Jakarta - Direktur Eksekutif Institute for Defense Security and Peace Studies (IDSPS) Mufti Makaarim meminta pelaksanaan Undang-Undang Pengembangan dan Pemanfaatan Industri Strategis Nasional untuk Pertahanan berada di bawah pengawasan presiden. "Karena lebih memaksa, dan lebih kuat dibanding kementerian," kata Makarim dalam Rapat Dengar Pendapat Umum RUU Pengembangan dan Pemanfaatan Industri Strategis Untuk Pertahanan Nasional dengan Komisi Pertahanan DPR, Rabu, 23 Maret 2011.
Urgensinya presiden harus memegang langsung industri strategis, karena presiden memiliki kewenangan yang besar dalam sisi finansial dan secara politis. Industri pertahanan strategis adalah industri yang membutuhkan dukungan finansial yang sangat besar. Sementara presiden dianggap memiliki kewenangan lebih besar untuk menentukan anggaran dibandingkan level menteri. "Kalau menteri pertahanan kan tidak mungkin mendesak menteri keuangan," ujarnya.

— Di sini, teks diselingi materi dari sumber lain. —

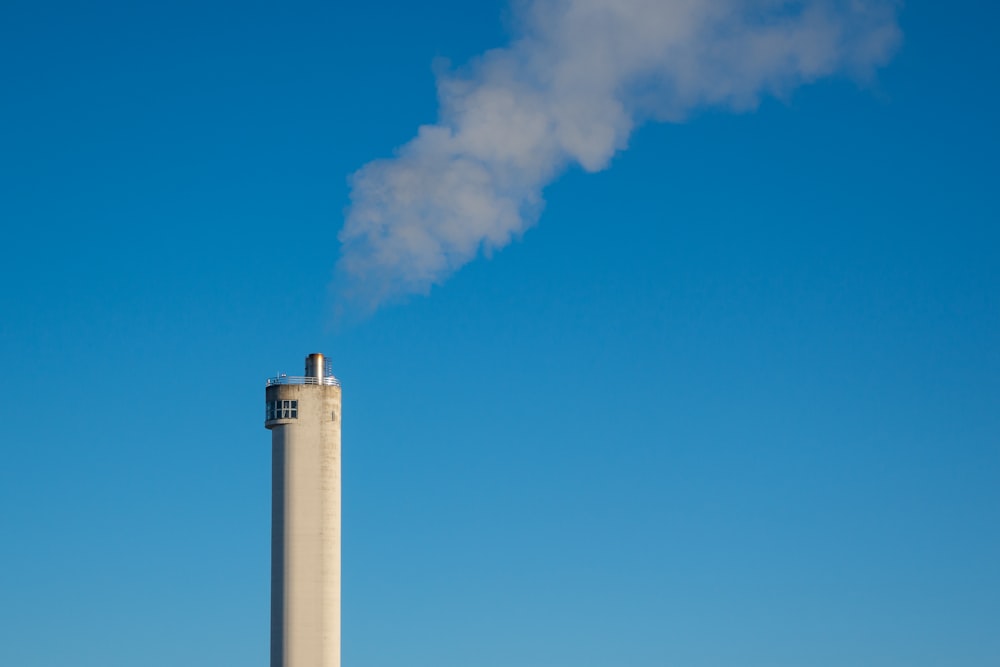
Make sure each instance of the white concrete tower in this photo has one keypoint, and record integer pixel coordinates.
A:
(303, 414)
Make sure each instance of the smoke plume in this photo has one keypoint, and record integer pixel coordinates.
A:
(575, 81)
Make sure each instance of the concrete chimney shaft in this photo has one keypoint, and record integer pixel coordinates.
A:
(303, 415)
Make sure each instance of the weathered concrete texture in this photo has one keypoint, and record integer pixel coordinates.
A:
(305, 528)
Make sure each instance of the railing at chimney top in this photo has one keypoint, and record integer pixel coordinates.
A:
(329, 380)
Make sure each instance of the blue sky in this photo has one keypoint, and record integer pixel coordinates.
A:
(733, 401)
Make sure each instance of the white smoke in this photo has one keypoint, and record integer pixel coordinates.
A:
(578, 78)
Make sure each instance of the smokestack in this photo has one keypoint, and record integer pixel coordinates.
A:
(303, 415)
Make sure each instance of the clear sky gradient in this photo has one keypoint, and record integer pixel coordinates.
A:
(734, 402)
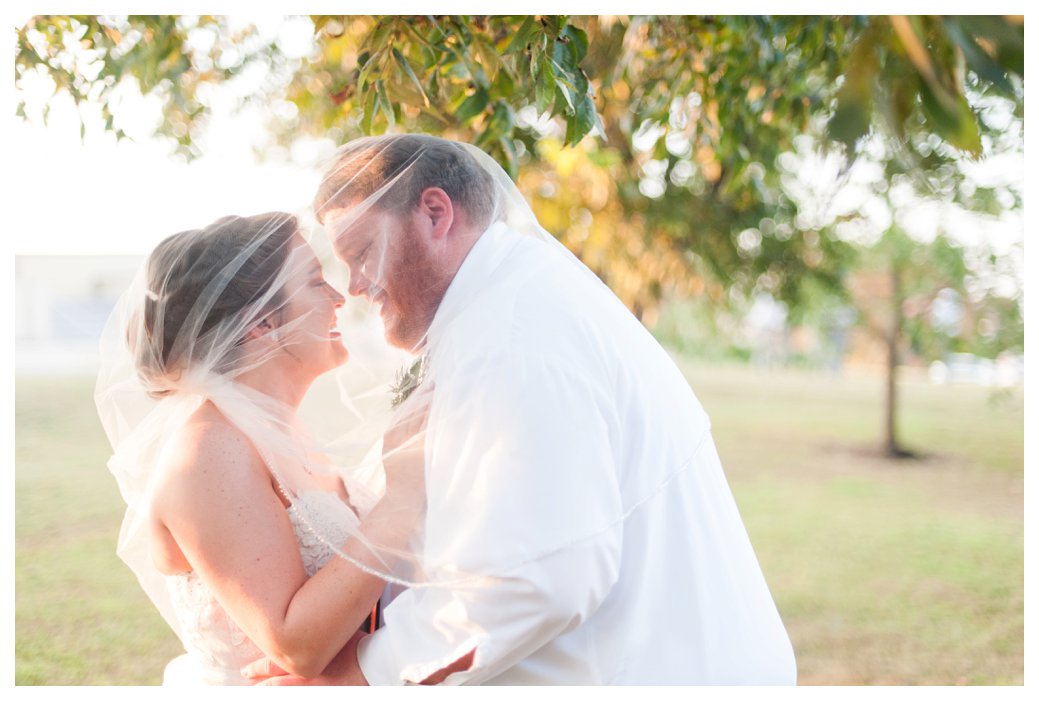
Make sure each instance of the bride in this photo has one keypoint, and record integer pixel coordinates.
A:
(234, 519)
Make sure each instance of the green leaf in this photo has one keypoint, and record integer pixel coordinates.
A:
(523, 35)
(472, 106)
(977, 59)
(489, 59)
(369, 113)
(384, 105)
(954, 123)
(583, 120)
(544, 84)
(410, 74)
(367, 68)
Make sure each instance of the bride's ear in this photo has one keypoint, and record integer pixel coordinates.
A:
(264, 328)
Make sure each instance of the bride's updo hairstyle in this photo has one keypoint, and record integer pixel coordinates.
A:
(402, 166)
(206, 289)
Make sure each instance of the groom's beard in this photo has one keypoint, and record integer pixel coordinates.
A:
(414, 288)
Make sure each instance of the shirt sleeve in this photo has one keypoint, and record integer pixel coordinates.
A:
(523, 522)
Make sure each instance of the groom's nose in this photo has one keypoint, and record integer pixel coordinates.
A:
(358, 284)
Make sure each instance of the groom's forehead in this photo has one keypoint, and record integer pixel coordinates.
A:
(346, 224)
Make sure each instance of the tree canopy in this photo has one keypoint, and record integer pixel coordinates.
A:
(651, 145)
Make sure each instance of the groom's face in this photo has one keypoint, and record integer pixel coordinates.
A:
(390, 265)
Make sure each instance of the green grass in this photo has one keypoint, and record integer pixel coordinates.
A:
(906, 572)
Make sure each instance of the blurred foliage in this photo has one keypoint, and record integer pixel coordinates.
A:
(648, 144)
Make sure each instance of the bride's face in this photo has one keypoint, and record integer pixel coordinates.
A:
(308, 322)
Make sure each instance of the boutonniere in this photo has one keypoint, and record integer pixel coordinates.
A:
(407, 380)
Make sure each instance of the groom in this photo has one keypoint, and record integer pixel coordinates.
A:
(566, 452)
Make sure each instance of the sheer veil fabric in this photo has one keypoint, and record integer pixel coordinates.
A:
(144, 399)
(365, 201)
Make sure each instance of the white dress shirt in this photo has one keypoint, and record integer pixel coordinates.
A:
(567, 456)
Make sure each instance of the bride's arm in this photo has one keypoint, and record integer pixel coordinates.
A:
(220, 507)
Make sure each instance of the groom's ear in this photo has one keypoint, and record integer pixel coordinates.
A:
(435, 206)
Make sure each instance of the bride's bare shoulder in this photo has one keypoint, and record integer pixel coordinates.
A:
(209, 443)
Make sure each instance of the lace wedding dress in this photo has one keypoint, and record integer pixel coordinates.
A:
(216, 648)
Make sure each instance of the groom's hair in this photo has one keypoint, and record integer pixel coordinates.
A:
(416, 162)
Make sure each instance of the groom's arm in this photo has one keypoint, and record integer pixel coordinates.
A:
(522, 487)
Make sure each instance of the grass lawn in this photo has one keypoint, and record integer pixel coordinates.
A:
(906, 572)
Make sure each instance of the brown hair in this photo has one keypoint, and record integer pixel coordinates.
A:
(202, 275)
(363, 166)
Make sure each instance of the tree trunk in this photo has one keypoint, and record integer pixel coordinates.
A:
(891, 447)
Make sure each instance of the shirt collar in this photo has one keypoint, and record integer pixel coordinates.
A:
(488, 251)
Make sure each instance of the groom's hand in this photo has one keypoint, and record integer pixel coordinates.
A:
(342, 671)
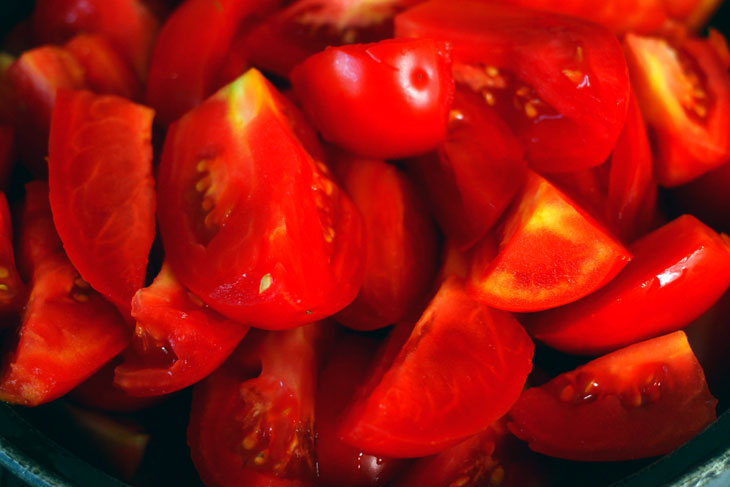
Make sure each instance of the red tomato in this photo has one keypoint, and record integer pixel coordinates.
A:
(400, 243)
(684, 93)
(641, 401)
(264, 250)
(678, 272)
(68, 331)
(306, 27)
(102, 190)
(104, 70)
(256, 429)
(413, 406)
(387, 100)
(560, 82)
(551, 253)
(127, 24)
(177, 342)
(191, 50)
(476, 173)
(338, 463)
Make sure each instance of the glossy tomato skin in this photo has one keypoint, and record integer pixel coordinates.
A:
(264, 250)
(306, 27)
(678, 272)
(102, 190)
(476, 172)
(127, 24)
(251, 421)
(387, 100)
(550, 253)
(400, 242)
(684, 92)
(539, 70)
(68, 330)
(191, 49)
(178, 339)
(641, 401)
(337, 462)
(413, 406)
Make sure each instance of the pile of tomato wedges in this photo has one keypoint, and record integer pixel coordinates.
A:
(347, 225)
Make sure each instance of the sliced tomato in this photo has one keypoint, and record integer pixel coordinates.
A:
(678, 272)
(102, 190)
(559, 82)
(551, 253)
(389, 99)
(400, 243)
(477, 172)
(68, 330)
(98, 392)
(12, 289)
(264, 250)
(177, 342)
(127, 24)
(252, 420)
(306, 27)
(413, 406)
(104, 69)
(337, 462)
(683, 89)
(191, 50)
(641, 401)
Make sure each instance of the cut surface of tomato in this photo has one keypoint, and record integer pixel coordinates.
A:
(560, 82)
(678, 272)
(551, 253)
(264, 250)
(102, 190)
(641, 401)
(412, 405)
(389, 99)
(178, 339)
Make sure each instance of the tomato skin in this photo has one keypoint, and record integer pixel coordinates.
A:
(684, 93)
(127, 24)
(190, 51)
(68, 331)
(178, 340)
(476, 173)
(572, 122)
(105, 217)
(302, 257)
(678, 272)
(413, 406)
(387, 100)
(619, 406)
(251, 421)
(550, 253)
(401, 243)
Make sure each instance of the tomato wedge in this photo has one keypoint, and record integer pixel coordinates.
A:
(678, 272)
(559, 82)
(389, 99)
(252, 420)
(683, 89)
(177, 342)
(68, 330)
(264, 250)
(551, 253)
(641, 401)
(102, 190)
(400, 243)
(413, 406)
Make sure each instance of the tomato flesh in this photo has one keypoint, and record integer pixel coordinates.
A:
(413, 406)
(641, 401)
(267, 251)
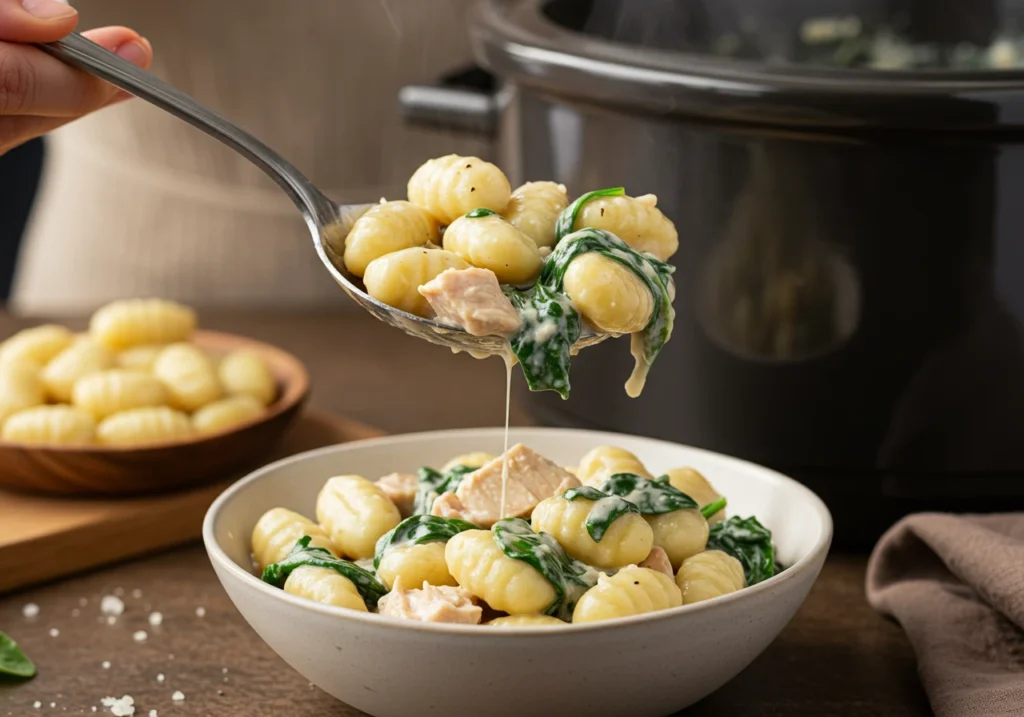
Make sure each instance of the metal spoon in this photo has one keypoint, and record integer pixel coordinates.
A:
(329, 222)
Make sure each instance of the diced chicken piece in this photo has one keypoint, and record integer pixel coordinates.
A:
(430, 604)
(400, 488)
(658, 560)
(471, 299)
(531, 478)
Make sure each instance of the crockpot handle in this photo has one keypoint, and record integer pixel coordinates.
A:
(464, 101)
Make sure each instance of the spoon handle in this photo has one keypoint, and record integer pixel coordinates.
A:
(85, 54)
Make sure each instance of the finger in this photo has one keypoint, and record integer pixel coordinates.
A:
(34, 83)
(15, 130)
(36, 20)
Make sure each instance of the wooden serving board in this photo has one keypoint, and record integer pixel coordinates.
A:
(45, 537)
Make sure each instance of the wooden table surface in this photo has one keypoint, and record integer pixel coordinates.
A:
(837, 658)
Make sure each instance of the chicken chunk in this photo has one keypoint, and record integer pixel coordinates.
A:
(430, 604)
(658, 560)
(400, 488)
(471, 299)
(531, 478)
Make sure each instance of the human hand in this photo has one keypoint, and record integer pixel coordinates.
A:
(38, 92)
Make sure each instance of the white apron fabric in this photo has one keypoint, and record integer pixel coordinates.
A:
(136, 203)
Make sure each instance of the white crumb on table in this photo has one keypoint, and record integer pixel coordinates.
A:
(112, 604)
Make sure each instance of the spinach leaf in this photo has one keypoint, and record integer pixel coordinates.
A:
(569, 578)
(606, 509)
(550, 326)
(713, 507)
(370, 588)
(566, 220)
(418, 530)
(12, 661)
(748, 541)
(651, 497)
(433, 482)
(654, 273)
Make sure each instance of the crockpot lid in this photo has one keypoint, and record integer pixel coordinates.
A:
(744, 60)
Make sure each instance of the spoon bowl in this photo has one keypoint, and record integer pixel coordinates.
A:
(329, 222)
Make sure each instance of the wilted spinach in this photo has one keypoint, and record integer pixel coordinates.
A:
(748, 541)
(606, 509)
(433, 482)
(370, 588)
(569, 578)
(651, 497)
(12, 661)
(417, 530)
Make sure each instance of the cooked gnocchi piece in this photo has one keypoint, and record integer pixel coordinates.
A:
(709, 575)
(630, 546)
(487, 241)
(450, 186)
(276, 533)
(112, 391)
(637, 221)
(37, 345)
(415, 564)
(188, 376)
(627, 540)
(394, 279)
(143, 426)
(54, 425)
(135, 322)
(388, 227)
(226, 413)
(245, 373)
(326, 586)
(512, 586)
(84, 356)
(355, 513)
(608, 295)
(631, 591)
(534, 210)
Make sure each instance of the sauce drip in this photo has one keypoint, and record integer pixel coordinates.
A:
(509, 359)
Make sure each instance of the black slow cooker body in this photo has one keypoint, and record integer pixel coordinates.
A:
(882, 228)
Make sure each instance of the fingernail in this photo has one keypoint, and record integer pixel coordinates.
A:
(134, 51)
(48, 9)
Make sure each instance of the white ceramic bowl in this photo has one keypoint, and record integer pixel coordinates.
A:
(648, 665)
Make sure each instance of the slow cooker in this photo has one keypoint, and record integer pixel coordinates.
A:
(848, 183)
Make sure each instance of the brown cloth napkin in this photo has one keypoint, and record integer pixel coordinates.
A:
(956, 586)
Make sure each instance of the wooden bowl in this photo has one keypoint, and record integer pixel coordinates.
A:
(139, 469)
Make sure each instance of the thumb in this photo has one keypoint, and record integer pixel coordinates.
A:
(36, 20)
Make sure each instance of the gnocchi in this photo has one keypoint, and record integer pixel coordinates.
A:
(188, 376)
(54, 425)
(492, 243)
(534, 209)
(630, 546)
(637, 221)
(388, 227)
(709, 575)
(355, 513)
(245, 373)
(631, 591)
(394, 279)
(450, 186)
(143, 426)
(81, 359)
(111, 391)
(134, 322)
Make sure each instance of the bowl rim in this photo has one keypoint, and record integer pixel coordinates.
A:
(219, 557)
(293, 391)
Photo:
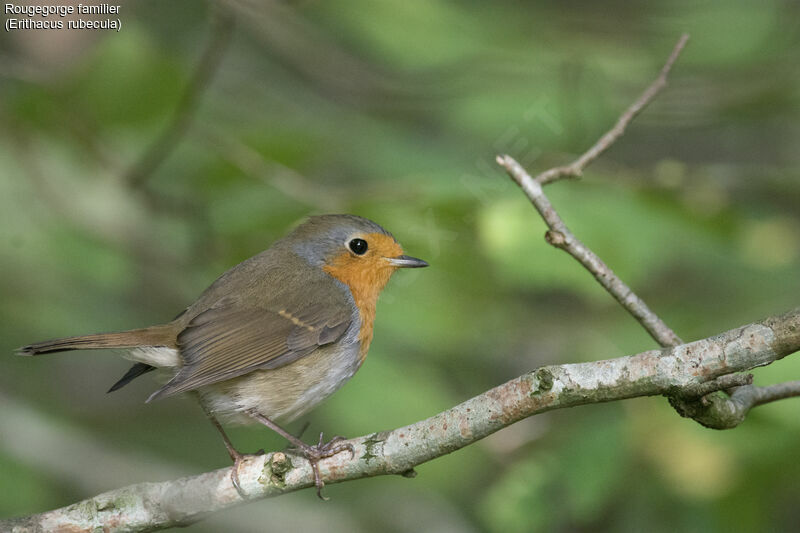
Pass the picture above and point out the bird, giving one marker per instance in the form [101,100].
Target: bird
[273,336]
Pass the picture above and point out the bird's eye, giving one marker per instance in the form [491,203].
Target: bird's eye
[358,246]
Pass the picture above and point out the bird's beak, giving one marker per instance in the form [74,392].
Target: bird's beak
[406,261]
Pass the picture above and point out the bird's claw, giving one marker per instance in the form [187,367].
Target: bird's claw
[237,462]
[322,450]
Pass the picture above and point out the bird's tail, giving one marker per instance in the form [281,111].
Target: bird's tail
[152,336]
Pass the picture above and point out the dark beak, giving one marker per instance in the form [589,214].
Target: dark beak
[406,261]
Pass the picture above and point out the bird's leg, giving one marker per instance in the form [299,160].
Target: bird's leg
[312,453]
[236,456]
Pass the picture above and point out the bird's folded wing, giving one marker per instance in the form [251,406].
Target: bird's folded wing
[228,341]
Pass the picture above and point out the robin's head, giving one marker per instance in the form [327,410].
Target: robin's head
[352,249]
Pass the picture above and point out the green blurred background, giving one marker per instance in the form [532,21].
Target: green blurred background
[395,110]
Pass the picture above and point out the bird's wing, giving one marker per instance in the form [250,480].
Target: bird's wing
[227,341]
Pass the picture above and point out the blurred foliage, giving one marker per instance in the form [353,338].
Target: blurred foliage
[395,111]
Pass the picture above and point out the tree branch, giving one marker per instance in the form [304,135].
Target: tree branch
[561,237]
[153,506]
[711,410]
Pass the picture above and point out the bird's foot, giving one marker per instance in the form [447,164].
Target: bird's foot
[237,462]
[322,450]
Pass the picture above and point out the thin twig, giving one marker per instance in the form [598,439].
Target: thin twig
[575,169]
[719,412]
[151,159]
[711,410]
[561,237]
[152,506]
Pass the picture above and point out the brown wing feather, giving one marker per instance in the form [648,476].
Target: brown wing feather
[226,342]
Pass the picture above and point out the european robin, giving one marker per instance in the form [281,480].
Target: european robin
[273,336]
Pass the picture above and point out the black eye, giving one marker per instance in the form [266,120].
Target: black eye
[359,246]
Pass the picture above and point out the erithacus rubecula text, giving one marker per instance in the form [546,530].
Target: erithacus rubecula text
[273,336]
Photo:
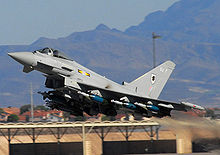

Selain membutuhkan pendanaan yang besar, industri strategis pertahanan juga memiliki resiko yang besar pula. Menurutnya, resiko kerugian dalam industri pertahanan sangat besar, sehingga secara politis dibutuhkan lembaga yang memiliki kekuatan besar untuk mempertanggungjawabkannya. Selain itu, presiden juga dianggap lebih memiliki kekuatan untuk melakukan koordinasi dalam menentukan kebijakan industri pertahanan ini.
Sementara itu, Ketua Komisi Inovasi Nasional Zulha mengatakan, pendanaan untuk industri pertahanan Indonesia merupakan yang terendah di kalangan negara-negara ASEAN. "Hanya 0,6 persen dari GDP," ujarnya. Sementara negara-negara lain, seperti Malaysia dan Thailand, memiliki anggaran yang mendekati 2 persen dari GDP.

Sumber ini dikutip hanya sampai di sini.